No Monetary Penalties: Currently, there are no monetary penalties involved in violating federal MHPAEA, at least in the regulatory sphere (litigation may be another matter). The current rules support requiring health plans to cease discriminatory practices. While we appreciate that the Departments are prioritizing mental health parity, we encourage them to revisit this if they have difficulty securing plan compliance. Sometimes stiff monetary penalties are what health plans need to take the process seriously and comply with the law.
Overall, The Rules provide sufficient information to assist health plans in complying with Federal MHPAEA. They also offer guidance to state regulators and provide several examples of non-compliance which may be useful to advocates in highlighting potential parity violations.

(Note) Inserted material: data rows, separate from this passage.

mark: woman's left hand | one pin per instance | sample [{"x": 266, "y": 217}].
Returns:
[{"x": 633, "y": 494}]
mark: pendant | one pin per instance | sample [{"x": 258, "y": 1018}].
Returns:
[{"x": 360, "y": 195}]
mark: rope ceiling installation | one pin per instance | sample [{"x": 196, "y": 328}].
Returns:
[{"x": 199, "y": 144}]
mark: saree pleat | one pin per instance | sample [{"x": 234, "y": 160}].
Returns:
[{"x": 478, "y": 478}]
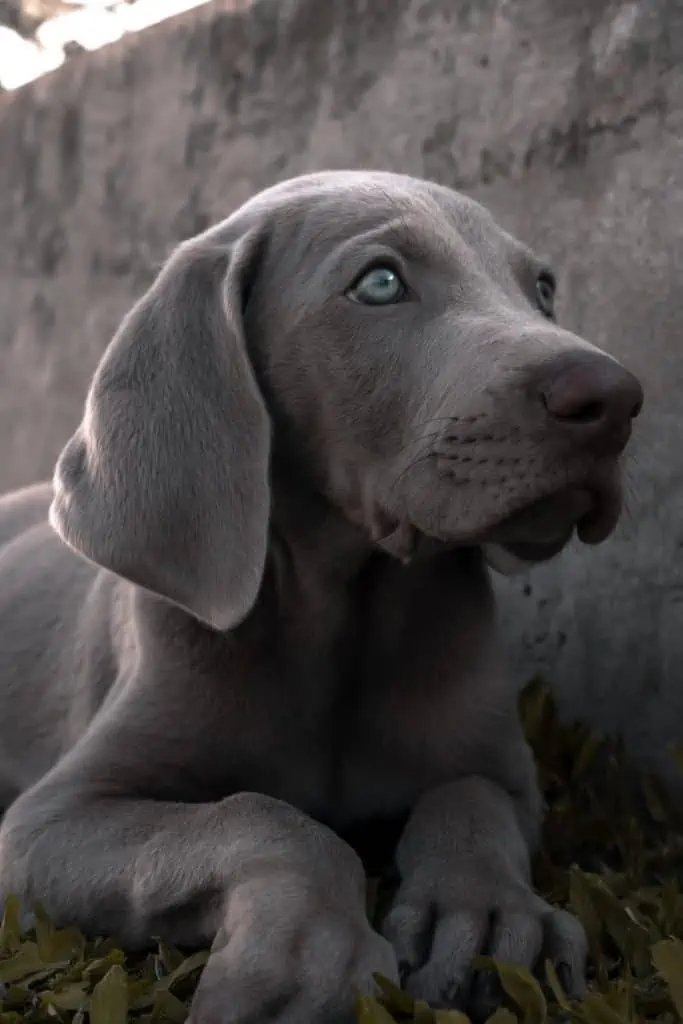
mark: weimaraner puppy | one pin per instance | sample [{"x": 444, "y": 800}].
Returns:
[{"x": 258, "y": 629}]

There is an emphasis on the importance of access to MH/SA treatment, which reflects a deep understanding of one of the major problems that so many families encounter in their quest for treatment today: lack of in-network providers. The Biden-Harris administration issued a strongly supportive statement. We hope that there will be future opportunities to inform the Department, and that they will continue to offer clarification to all parties as needed. MHPAEA continues to be a work in progress.